FIGURE 5.

Effects of deleting the bulge and varying the hairpin loop and 5^′- and 3^′-tails on PKR phosphorylation activity. In vitro activation assays of PKR on denaturing 10% SDS-polyacrylamide gels are shown. The position of phosphorylated PKR is noted. (A) Effects of bulge deletion and hairpin loop sequence on PKR activity. C26(9,11)/Δ bulge is a C-bulge-deleted C26(9,11), and C26(9,11)/ GAAA loop is a loop mutant of C26(9,11) in which the UGAAAUC loop was replaced with CGAAAG. Concentrations of RNAs were 0, 0.1, 0.3, 1.0, and 3.0 μM. Normalized phosphorylation activities are presented under the gel, and were normalized relative to the maximum in a C26(9,11) activity assay, which was run under identical electrophoresis and exposure conditions and occurred at 0.3–1.0 μM C26(9,11) (not shown).
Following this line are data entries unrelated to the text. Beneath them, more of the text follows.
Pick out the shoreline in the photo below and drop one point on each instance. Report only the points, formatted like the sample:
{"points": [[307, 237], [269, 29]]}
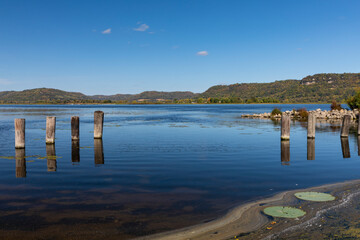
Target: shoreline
{"points": [[247, 221]]}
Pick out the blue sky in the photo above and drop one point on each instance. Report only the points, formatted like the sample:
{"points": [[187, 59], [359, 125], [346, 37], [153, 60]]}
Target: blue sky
{"points": [[107, 47]]}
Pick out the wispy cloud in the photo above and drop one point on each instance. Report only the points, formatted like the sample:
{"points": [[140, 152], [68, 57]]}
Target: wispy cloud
{"points": [[202, 53], [142, 28], [5, 82], [106, 31]]}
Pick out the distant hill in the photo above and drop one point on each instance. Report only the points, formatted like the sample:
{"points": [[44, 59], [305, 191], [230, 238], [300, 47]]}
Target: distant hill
{"points": [[324, 87], [40, 95]]}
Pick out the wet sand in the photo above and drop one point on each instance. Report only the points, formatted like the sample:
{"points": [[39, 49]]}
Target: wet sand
{"points": [[248, 222]]}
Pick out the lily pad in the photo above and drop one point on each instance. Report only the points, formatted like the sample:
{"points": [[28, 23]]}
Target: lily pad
{"points": [[285, 212], [315, 196]]}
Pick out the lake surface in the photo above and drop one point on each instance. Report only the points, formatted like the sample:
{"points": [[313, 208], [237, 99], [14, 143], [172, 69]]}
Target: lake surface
{"points": [[158, 167]]}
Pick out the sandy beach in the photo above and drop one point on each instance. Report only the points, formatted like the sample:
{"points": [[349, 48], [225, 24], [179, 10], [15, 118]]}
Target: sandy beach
{"points": [[248, 222]]}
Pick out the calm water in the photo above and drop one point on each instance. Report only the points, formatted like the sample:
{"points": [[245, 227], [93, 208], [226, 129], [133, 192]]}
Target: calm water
{"points": [[158, 167]]}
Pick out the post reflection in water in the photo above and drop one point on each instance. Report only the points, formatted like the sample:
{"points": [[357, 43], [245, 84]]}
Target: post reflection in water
{"points": [[51, 157], [20, 165], [311, 149], [75, 151], [345, 147], [285, 152], [98, 151]]}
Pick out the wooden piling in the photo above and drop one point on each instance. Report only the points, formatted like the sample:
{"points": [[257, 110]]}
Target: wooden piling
{"points": [[19, 133], [359, 124], [311, 149], [285, 127], [75, 151], [50, 130], [98, 151], [285, 152], [51, 157], [75, 128], [20, 164], [345, 126], [311, 125], [345, 147], [98, 124]]}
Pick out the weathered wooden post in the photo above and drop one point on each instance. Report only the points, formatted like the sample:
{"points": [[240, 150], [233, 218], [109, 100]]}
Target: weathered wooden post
{"points": [[345, 147], [75, 151], [285, 127], [51, 157], [285, 152], [75, 128], [19, 133], [345, 126], [50, 130], [98, 124], [311, 149], [98, 151], [359, 124], [20, 165], [311, 125]]}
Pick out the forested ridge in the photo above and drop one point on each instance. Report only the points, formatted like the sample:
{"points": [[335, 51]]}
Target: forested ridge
{"points": [[318, 88]]}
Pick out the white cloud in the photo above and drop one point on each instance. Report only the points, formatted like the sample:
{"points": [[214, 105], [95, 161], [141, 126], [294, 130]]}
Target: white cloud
{"points": [[202, 53], [142, 28], [106, 31], [5, 82]]}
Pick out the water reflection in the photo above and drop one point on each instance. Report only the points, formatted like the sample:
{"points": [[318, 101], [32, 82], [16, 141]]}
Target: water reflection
{"points": [[20, 165], [311, 149], [98, 151], [75, 151], [51, 157], [285, 152], [345, 147]]}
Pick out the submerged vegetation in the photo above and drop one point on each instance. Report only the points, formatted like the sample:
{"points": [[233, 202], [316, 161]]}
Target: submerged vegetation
{"points": [[284, 212], [315, 196]]}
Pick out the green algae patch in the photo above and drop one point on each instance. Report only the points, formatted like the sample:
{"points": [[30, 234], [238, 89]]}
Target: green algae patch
{"points": [[284, 212], [315, 196]]}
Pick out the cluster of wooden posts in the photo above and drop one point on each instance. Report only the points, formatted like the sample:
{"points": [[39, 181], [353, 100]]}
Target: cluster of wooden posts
{"points": [[285, 137], [50, 142], [51, 126]]}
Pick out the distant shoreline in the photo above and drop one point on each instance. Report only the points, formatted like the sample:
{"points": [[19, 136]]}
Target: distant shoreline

Deleting the bulge or changing the loop resulted in slightly elevated phosphorylation activities. (B) Effects of 5^′-and 3^′-flanking sequence on PKR activity. In both cases, the stem and loop were unchanged and the 5^′- and 3^′-tails were 9 and 11 nt, respectively. For C26(9,11)/Tail M1, most G’s in the 5^′- and 3^′-tails were changed to C’s, while for C26(9,11)/Tail M2, most G’s were changed to C’s, and all A’s were changed to U’s. (See Materials and Methods for exact sequences.) Concentrations of these RNAs were 0.1, 0.3, 1.0, and 2.0 μM. Normalized phosphorylation activities are presented under the gel and were normalized relative to 0.3 μM C26(9,11) (left-most lane), which is near concentration of C26(9,11) that has maximal activity (0.3–1.0 μM, depending on the experiment). Changing the sequence of the tails had only a minimal effect on phosphory-lation activity.